Scene 3

Herod. Mariamne. Soemus.

Herod.

Is my kinsman Joseph here?

Soemus.

He’s tarrying with Sameas.

Herod.

Lead him hence!

I gave a letter to him. Have the letter

Forthwith delivered. You afford him escort

And see that all be loyally fulfilled

Whatever this letter orders.

Soemus.

’Twill be done.

[Exit.

Herod.

Whate’er you may suspect or think or know,

You have misprised me.

Mar.

On a brother’s murder

The seal you’ve planted of necessity

To which the neck must bow though sharp the shudder,

But you’ll ne’er have the plausible success

To stamp this seal upon my murder too;

That murder must remain the thing it is,

An outrage that at most may be repeated

But never, never can be overgone.

Herod.

I would not have the courage for an answer

Unless, whatever the deed I may have ventured,

I had not been assured of the event;

But then I was assured and was so only

Because I set my all upon the hazard.

I did what on the field of fight the soldier

Is wont to do when all his last’s at stake.

He flings the standard which has led him onward,

On which his fortunes and his honour hang,

Determined in the mellay of the foemen

But not because he thinks to give’t for spoil.

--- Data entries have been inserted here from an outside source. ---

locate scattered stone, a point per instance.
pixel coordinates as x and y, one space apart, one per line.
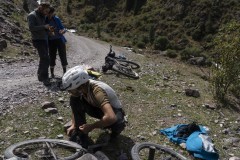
60 119
67 125
231 141
51 110
61 100
192 93
47 104
183 145
60 136
210 106
154 133
234 158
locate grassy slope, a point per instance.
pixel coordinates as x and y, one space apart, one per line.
147 102
189 23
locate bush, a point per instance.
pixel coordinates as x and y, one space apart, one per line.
141 45
188 53
161 43
171 53
226 74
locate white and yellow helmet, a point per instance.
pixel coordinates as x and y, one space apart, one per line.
74 77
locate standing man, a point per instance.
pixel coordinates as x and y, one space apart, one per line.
95 98
39 32
56 41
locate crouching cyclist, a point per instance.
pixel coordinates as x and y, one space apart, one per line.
95 98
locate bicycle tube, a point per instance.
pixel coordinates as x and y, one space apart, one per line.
139 146
125 71
132 64
9 152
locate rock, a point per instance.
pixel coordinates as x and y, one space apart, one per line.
200 61
60 119
60 136
234 158
192 93
67 125
61 100
231 141
51 110
47 104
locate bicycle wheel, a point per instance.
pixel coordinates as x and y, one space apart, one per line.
45 149
145 150
125 71
126 63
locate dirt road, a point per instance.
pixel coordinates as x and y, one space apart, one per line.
18 80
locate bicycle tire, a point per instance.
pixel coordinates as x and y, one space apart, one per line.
133 65
139 146
125 71
9 152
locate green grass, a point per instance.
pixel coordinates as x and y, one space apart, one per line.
147 102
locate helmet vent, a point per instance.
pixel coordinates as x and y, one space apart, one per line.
75 78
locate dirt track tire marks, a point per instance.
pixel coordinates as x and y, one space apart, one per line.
18 80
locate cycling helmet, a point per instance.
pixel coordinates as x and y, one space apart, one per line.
112 54
74 77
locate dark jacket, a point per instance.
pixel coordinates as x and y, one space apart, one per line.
36 22
59 26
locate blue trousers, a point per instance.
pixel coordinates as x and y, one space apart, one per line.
42 48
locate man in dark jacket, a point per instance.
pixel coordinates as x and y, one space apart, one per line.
39 32
56 41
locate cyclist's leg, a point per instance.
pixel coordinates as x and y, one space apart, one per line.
119 125
78 107
52 55
62 54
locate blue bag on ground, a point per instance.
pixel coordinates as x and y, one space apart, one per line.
195 136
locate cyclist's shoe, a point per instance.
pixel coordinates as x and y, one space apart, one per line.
104 69
52 76
47 82
80 138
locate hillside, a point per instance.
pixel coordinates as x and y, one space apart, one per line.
143 24
155 101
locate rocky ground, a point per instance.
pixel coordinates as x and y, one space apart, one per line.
18 81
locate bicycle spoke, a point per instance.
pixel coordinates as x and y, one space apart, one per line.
53 154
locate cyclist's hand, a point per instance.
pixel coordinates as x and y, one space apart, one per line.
86 128
46 26
62 31
70 130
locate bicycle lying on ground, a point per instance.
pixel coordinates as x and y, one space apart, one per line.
151 151
120 64
51 149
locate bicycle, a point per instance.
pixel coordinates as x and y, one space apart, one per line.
53 149
120 64
151 151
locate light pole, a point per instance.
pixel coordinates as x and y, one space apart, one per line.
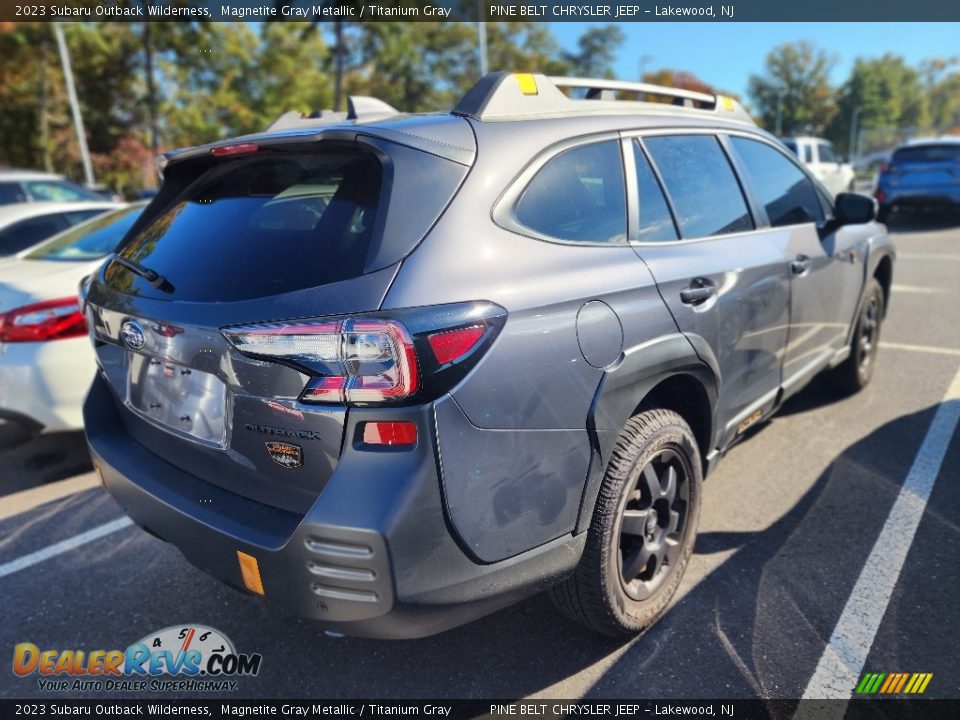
779 123
74 103
482 40
852 147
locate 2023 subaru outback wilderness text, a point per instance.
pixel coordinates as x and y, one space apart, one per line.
396 375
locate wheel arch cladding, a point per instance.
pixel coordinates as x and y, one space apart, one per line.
666 373
884 275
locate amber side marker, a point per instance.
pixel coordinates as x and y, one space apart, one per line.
251 572
894 683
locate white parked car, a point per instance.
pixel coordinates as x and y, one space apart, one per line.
25 224
18 186
836 174
46 362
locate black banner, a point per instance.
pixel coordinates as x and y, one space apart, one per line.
858 709
852 11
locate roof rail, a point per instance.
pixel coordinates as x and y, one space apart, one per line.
360 108
519 96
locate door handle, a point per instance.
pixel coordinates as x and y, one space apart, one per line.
699 292
800 265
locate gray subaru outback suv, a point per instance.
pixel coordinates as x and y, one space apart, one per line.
398 374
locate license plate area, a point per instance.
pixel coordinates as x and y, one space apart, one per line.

He brings the wreath, which now no more by courage

Only by hope forlorn was to be reached,

The victory-wreath, albeit tattered, with him.

You called me craven. If the man is so

Who fears a seated demon in himself,

Then I at times am craven, but alone

When I must reach my goal on crooked by-paths,

When I must duck my head and make a show

As though I were no more the man I am.

Then anguish takes me that I might too soon

Erect my bearing, and to tame my pride,

Which, lightly strung, might spur me on thereto,

I knit into me what is more than Self

And which with me must stand or suffer fall.

Know you what waited on me as I went?

No dual fight, and less by far a court;

A tyrant whimsy-willed to whom I must

Forswear myself, and yet I surely had

Forsworn no tittle if—I thought of you

And gnashed my teeth not once—and whatsoe’er

He may have bid the Man and King within me,

Haling me on from gorge to gorge, yet holding

My teasing quittance back in sinister silence

—I took it all as patient as a slave.

Mar.

You speak in vain. In me humanity

Is shamed by you. My pain each soul must share.

Who’s human is like me, nor has he need

To be my kin, or woman as I am.

When you with murder secret-still had robbed

My brother, only they could share my weeping

Who might have brothers; and the rest might all

With eyes still dry of tears, step from me sidewards

Refusing me their pity. But a life

Has every man, and none allows his life

Be taken from him but by God alone

Who was the Giver of it. Such an outrage

Is damned by mankind’s universal race,

Is damned by Fate who suffered it begin,

’Tis true, but not succeed; is damned by you.

And if the Human in me is through you

So deeply hurt, what must the woman feel?

How stand I now to you and you to me?